Hamburg. Über Teilen Hamburgs ging heftiger Regen nieder. Das kann die Lage noch verschärfen. Umweltbehörde überrascht mit Appell.
Nach wochenlanger Trockenheit wächst die Sorge um Hamburgs Natur. Der Starkregen der vergangenen Tage dürfte da kaum helfen, um der Dürre Herr zu werden. Im neuen Meldeportal der Umweltbehörde berichten Bürgerinnen und Bürger bereits über eine größere Zahl trockengelaufener Bäche in Hamburg – insbesondere im Norden und Osten der Stadt.
Die Hamburger Umweltbehörde fürchtet Blaualgenblüten besonders in stehenden und langsam fließenden Gewässern. Auch Rasenflächen, Grünanlagen und Bäume leiden unter dem ausbleibenden Niederschlag.
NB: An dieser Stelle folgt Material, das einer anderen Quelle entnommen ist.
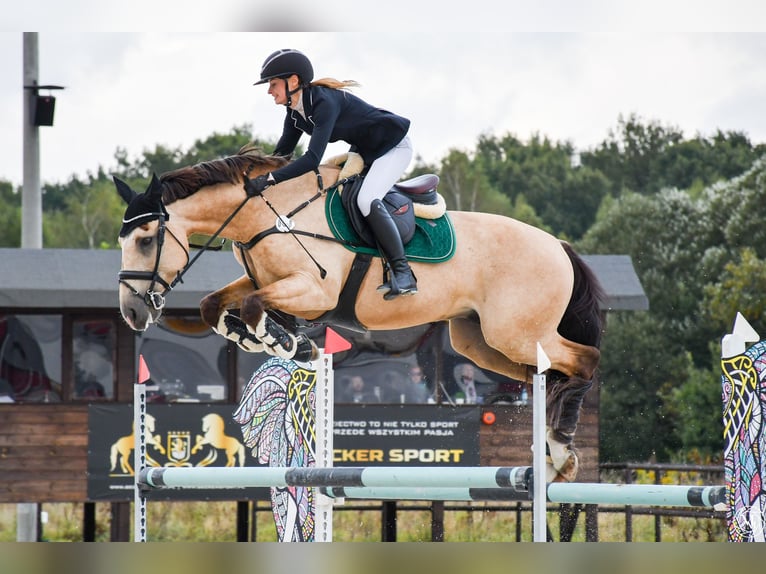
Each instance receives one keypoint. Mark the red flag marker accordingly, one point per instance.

Doch die Umweltbehörde überrascht mit einem auf den ersten Blick unerwarteten Appell an die Bürger: Straßenbäume bitte nicht gießen!
Wetter Hamburg: Umweltbehörde warnt davor, ältere Bäume zu wässern
„Größere Bäume und ältere Bestandsbäume können und sollten nicht regelhaft gewässert werden“, sagt David Kappenberg, stellvertretender Sprecher der Hamburger Umweltbehörde, auf Anfrage des Abendblatts als Empfehlung an die Hamburgerinnen und Hamburger: Die größeren und älteren Bäume müssten sich selbst mit Wasser aus den tieferen Bodenbereichen versorgen, indem sie darin wurzeln.
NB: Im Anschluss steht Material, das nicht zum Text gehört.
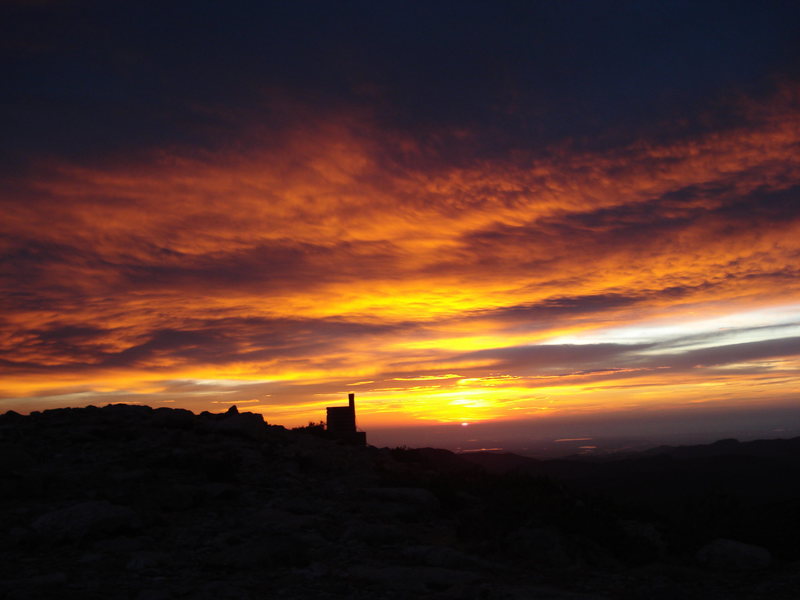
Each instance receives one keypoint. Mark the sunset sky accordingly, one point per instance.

„Oberflächliche Wassergaben würden die Wurzeln nicht erreichen und zum größten Teil unwirksam abfließen oder verdunsten, oder sie regen den Baum zur Neubildung von oberflächennahen Feinwurzeln an – die dann gegebenenfalls eintrocknen, wenn nicht stetig gegossen wird“, so Kappenberg. „Das wäre kontraproduktiv für den Baum.“ Eine Auffüllung solcher tieferen Bodenwasservorräte durch künstliche Bewässerung von oben sei praktisch nicht möglich.
Wetter: So gießt man Jungbäume bei Hitze richtig
Aber: Wenn die Hitze- und Trockenphasen sehr lange anhalten und die Bäume vielfach Trockenstresssymptome zeigen, werden auch die Hamburgerinnen und Hamburger aufgerufen – ihre Jungbäume vor der Tür zu gießen: „Es kann durchaus sinnvoll sein, den Jungbäumen vor der Tür ein paar Eimer Wasser zu spendieren, wenn diese welke, hängende Blätter zeigen“, so Kappenberg.
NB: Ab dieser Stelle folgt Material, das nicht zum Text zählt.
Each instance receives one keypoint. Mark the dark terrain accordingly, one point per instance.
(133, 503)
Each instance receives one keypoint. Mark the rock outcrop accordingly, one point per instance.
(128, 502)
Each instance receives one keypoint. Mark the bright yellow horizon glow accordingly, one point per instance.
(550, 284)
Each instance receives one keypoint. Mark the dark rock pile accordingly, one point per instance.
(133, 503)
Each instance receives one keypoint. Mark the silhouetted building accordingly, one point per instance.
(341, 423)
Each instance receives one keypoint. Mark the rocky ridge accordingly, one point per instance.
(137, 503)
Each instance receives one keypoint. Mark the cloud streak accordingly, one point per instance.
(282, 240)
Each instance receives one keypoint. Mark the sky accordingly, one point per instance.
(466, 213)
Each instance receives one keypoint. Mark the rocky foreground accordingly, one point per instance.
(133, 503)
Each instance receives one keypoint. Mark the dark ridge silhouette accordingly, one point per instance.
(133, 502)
Hier gelte die Regel: Lieber mehr auf einmal als öfter kleine Mengen (ca. 8 bis 10 Eimer voll in die Bewässerungsmulde, dies circa einmal in der Woche, morgens oder abends, möglichst kein Aufhaken der Erde in der Baumscheibe). Optimal sei es, wenn zum Gießen Brauch- und Brunnenwasser verwendet werde, um Trinkwasser zu sparen.
Trockenheit – wie sich die Bäume selbst schützen
Generell gehe es den mehr als 226.000 Straßenbäumen in der Stadt nicht schlecht – auch wenn es keine direkte Erhebung gibt. „Es sind aktuell relativ wenige Reaktionen zu erkennen, dass die Straßenbäume mit der Hitze und der längeren Trockenheit sehr zu kämpfen haben“, so Kappenberg. Der Winter und das Frühjahr waren in Hamburg relativ regenreich, in den Nächten kühle es noch relativ gut ab, was gut für die Bäume sei.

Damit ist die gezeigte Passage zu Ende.